Medline ® Abstract for Reference 41
of 'Clinical use of tyrosine kinase inhibitors for chronic myeloid leukemia'
Molecular basis explanation for imatinib resistance of BCR-ABL due to T315I and P-loop mutations from molecular dynamics simulations.
Lee TS, Potts SJ, Kantarjian H, Cortes J, Giles F, Albitar M
BACKGROUND: Computational simulations have become powerful tools for understanding detailed interactions in biologic systems. To the authors' knowledge to date, the mechanism of imatinib resistance in BCR-ABL has not been clarified at the atomic level, and computational studies are required.
METHODS: Molecular dynamics (MD) simulations on the complex of imatinib with the wild-type, T315I mutant, and 10 other P-loop mutants of the tyrosine kinase BCR-ABL were performed to study the mechanism of imatinib resistance.
RESULTS: Simulations suggested that imatinib resistance of T315I results mainly comes from the breakdown of interactions between imatinib and both E286 and M290, contradictory to what was believed previously, in that the missing hydrogen bonding is the main contribution. The current results also demonstrated that the unfavorable electrostatic interaction between P-loop and imatinib is the main reason for resistance for the P-loop mutations.

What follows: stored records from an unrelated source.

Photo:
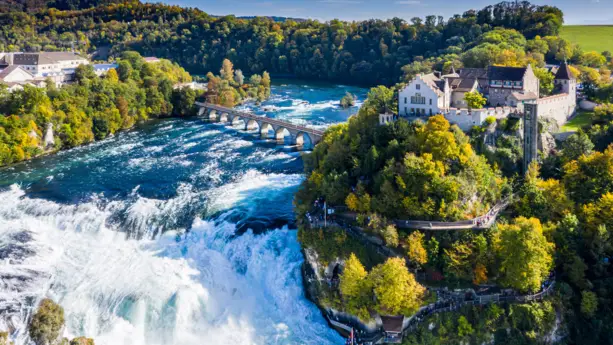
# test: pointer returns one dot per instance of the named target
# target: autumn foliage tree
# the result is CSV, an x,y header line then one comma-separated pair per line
x,y
526,254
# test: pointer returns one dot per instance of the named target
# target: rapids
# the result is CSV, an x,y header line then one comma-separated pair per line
x,y
177,232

Furthermore, in Y253H, protonation of the histidine at the epsilon position is essential for rendering this mutation resistant to imatinib.
CONCLUSIONS: The current results indicated that large-scale simulations may offer insight and information that other simple modeling methods cannot provide regarding the problem of BCR-ABL imatinib resistance, especially in the case of conformational changes because of remote mutations. Imatinib resistance mechanisms that were not anticipated previously were revealed by analyzing the interactions between imatinib and individual residues based on simulation results. This results demonstrated that MD is a powerful way to verify and predict the clinical response or resistance to imatinib and to other potential drugs.